Importance of Communication in Outbreak Response: Ebola
As the crowd at the U.S. Embassy in Conakry, Guinea was gathering in early April, Craig Manning decided to play a hunch, even though—on paper—the meeting could have been mistaken for yet another routine and unremarkable exercise.
Only this time it wasn’t.
This time the featured speaker was CDC’s Dr. Pierre Rollin, a scientist comfortable with presenting complex information to audiences of both experts and lay people. Manning, a health communication specialist with CDC/NCEZID’s Viral Special Pathogens Branch, was ready. He brought a microphone and video camera to capture Rollin’s update about the ongoing Ebola outbreak in Guinea. In his camera bag he had a stash of thumb-drives and in his head, a plan.
It was a perfect convergence—an English- and French-speaking virologist with clear health messages, at a time when public interest was peaking; and Manning’s portable technology for developing and distributing the messages. Soon, Manning had edited Rollin’s presentation at the Embassy into 10 broadcast-ready, 30-second segments. He loaded them onto thumb drives and began distributing them to local radio stations. Simultaneously, the Embassy staff reached out to their local media colleagues, setting up a blitz of radio and television interviews with Rollin and other scientists.
“As (Rollin) was speaking, I thought to myself, ‘wow!’ this is going to work,” Manning recalled.
In retrospect it could very well be this combination that helped inform and calm a public made skittish by its first Ebola outbreak. As deputy chief for NCEZID’s Viral Special Pathogens Branch, Rollin certainly could speak with authority on the scientific, epidemiologic, and clinical aspects of this quickly evolving outbreak.
And it also showed the power of timely, accurate information. It’s a view shared by the World Health Organization (WHO), and it explains why in 2012 the UN organization created its Emergency Communications Network. This is a diverse, multi-national group of emergency communications experts, including some from CDC, who receive special training and can be deployed in humanitarian crises and public health emergencies.
In Guinea, the public’s appetite for knowledge and nervous disposition was understandable. Ebola has a fierce reputation and on March 25 Guinea’s Ministry of Health formally reported an outbreak to WHO. By the time Rollin, Manning and three other experts from CDC arrived on March 31, the number of confirmed or suspected cases had grown to 112. Even more disturbing, 70 people died, meaning a death rate of 62 percent.
In addition to Rollin and Manning, other CDC staff deployed included Ilana Schafer, an Epidemic Intelligence Service (EIS) Officer with the Viral Special Pathogens Branch; Andrea McCollum, an epidemiologist with the Poxvirus and Rabies Branch, and Eric Knudsen, an information technology specialist with CDC/CSELS’ Analytic Tools and Methods Branch. This first team eventually returned to Atlanta, replaced by epidemiologist James Zingesser, and EIS Officers Meredith Dixon, Mateusz Plucinski, and Mary Joung Choi. The CDC team in Liberia consisted of epidemiologists Joel Montgomery, Brett Petersen, Dave Blaney, and EIS Officer Leisha Nolan. The deployments were supported and coordinated by CDC/CGH’s Global Disease Detection Operations Center, with logistical support from CDC/OPHPR’s Division of Emergency Operations. All CDC responders have returned, and discussions about sending new teams to assist with the ongoing response are under way.

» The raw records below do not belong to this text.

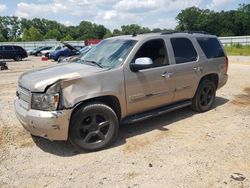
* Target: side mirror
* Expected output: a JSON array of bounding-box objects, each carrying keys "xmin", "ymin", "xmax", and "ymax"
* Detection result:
[{"xmin": 130, "ymin": 57, "xmax": 153, "ymax": 72}]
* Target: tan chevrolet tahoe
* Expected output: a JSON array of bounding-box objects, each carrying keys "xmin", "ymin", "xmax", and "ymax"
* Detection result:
[{"xmin": 15, "ymin": 32, "xmax": 228, "ymax": 151}]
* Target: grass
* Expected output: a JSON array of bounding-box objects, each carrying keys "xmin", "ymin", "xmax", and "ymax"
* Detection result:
[{"xmin": 225, "ymin": 44, "xmax": 250, "ymax": 56}]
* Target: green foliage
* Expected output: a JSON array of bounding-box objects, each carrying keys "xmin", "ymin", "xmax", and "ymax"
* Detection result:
[
  {"xmin": 45, "ymin": 29, "xmax": 61, "ymax": 40},
  {"xmin": 176, "ymin": 4, "xmax": 250, "ymax": 36},
  {"xmin": 61, "ymin": 34, "xmax": 73, "ymax": 42},
  {"xmin": 23, "ymin": 27, "xmax": 43, "ymax": 41},
  {"xmin": 225, "ymin": 44, "xmax": 250, "ymax": 56},
  {"xmin": 0, "ymin": 4, "xmax": 250, "ymax": 42}
]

Early in the outbreak cases appeared in Conakry, Guinea’s capital with a population of about 2 million. That was a new and potentially disruptive element for a public health emergency that in the past had largely been limited to rural and remote areas in other countries.
As of May 28, the cumulative number of cases reported by Guinea’s Ministry of Health was 281 with 186 deaths. Additional cases had also been confirmed on the Sierra Leone side of the shared border with Guinea. Local people routinely crossed the borders to travel to market, visit family, or to attend funerals.
The outbreak in West Africa is not over, making it difficult to establish clear cause and effect between early messaging and an effective outbreak response. But Manning is convinced those first efforts to provide clear, actionable information may not only have calmed the public but also made it easier for the technical staff to do its job.
“We had a rare opportunity—the right person with the right message, early on in an outbreak, delivering information that could be understood and acted upon quickly,” Manning said.
The impact could be witnessed at street level. When Rollin was being interviewed by CNN’s Sanjay Gupta on the streets of Conakry in mid-April, bystanders were asked what they knew of the Ebola outbreak “and they accurately described who was at risk,” Manning said. “It seems they learned the new information and applied it.”
“I’m convinced that early messaging can make a significant difference in the public’s perception of risk,” Manning said. “In the case of the Ebola outbreak in Guinea, it was aided considerably by supportive local media outlets, as well as by a proactive U.S. Embassy.”
“But we’re not yet at the end of this outbreak, and things may change,” he quickly added.